The earwig is 6 inches below the soil nestled in a chamber she picked out months ago while the newly crowned yellow jacket bides her time to take the throne huddled beneath the bark of an old stump. The icy air and and piles of snow have put a full stop on the kingdom of insects and even though they have ways to cope with the cold and wait out the winter – many won’t make it when the sunshine finally smiles on the land and brings the warm weather of spring.
There is however one horde of insects who has been busy over the long cold season. Below the frost line where temperatures stay steady they’ve expanded the nest, created new tunnels and found an old stash of 2×4’s in some construction debris under the house next door. Foraging deeper under ground the termites have planned well to make it through the time when they’ve been cut off from surface food. Subterranean termites don’t hibernate, they don’t over winter but their activity above ground does slow down- or does it?
Busy All Year
Unseen and silent, this is the time of year when thousands of termites are working on a special project which is above grade and one that is right under your nose. With the warmth of your home heating the walls subterranean termites spend the last few weeks of winter building swarm castles where alates will emerge in a frenzied swarm. All this just behind the flat screen TV or the family portrait hanging on the wall.

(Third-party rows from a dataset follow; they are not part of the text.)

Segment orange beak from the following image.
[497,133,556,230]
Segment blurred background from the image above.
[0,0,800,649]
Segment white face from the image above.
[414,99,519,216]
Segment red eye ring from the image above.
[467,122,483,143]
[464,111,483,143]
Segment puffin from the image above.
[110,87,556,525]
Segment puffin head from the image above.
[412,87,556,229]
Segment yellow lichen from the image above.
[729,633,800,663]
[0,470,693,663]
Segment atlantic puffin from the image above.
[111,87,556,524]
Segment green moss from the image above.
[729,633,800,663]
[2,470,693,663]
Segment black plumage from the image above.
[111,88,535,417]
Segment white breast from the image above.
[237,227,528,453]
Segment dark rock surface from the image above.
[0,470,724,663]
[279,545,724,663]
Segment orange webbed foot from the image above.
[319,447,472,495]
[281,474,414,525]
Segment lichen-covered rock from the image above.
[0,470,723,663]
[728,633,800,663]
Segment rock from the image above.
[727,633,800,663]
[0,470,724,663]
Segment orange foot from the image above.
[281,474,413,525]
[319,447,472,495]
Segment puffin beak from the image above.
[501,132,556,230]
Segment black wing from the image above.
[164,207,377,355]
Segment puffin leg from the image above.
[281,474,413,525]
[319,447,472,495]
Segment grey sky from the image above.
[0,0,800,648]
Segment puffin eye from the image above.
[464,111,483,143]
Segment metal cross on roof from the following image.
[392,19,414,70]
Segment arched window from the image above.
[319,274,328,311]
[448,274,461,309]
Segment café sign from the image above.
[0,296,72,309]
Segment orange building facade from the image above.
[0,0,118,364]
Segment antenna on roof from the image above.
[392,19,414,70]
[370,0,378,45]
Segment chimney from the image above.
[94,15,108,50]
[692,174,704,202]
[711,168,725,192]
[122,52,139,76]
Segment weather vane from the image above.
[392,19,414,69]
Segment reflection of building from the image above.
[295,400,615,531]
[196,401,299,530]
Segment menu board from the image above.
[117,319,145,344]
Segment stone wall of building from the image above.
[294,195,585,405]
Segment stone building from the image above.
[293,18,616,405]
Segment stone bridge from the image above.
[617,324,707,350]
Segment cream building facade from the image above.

A swarm castle is an area especially groomed for the winged termites to give them every chance for a successful mating flight. Wood is smoothed so wings don’t catch, break or tear and the choice of walls is usually on the side of the home where the sun shines longest and is warmer. Drywall or plaster board is a favorite because it is smooth already and the paper backing is something they can eat. The ‘staging’ area where the flying termites wait for the word to go is often one very large mud cave rather than many little tubes which is what they normally travel in.
Eastern Subterranean termites almost always swarm in the morning between 10 to 12 a day after a rain. (this can vary). Most often the homeowner has no idea of the legion of flying termites just on the other side of the wall that they’ve looked at all winter long. Sometimes however, they may notice small specks of mud appearing somewhere on the white wall but wiping it away they don’t give it a second thought. After-all it’s been cold outside so long and they haven’t seen a bug for months. Termites are the last thing on their minds.
Well it’s been a long week sloshing to work and it’s a beautiful Saturday morning with the sun shining brightly. You just might head out in the yard to plant some flowers later but right now it’s you, a cup of coffee and the morning paper. Sitting in your coziest chair, the suns rays feel so good coming through the window. It’s gonna be a great day with no worries and you have a peace from feeling safe in your solid but comfortable home. Hopefully for you the day ends well and no troubles arise but for millions of Americans every spring, it is just the calm before the swarm.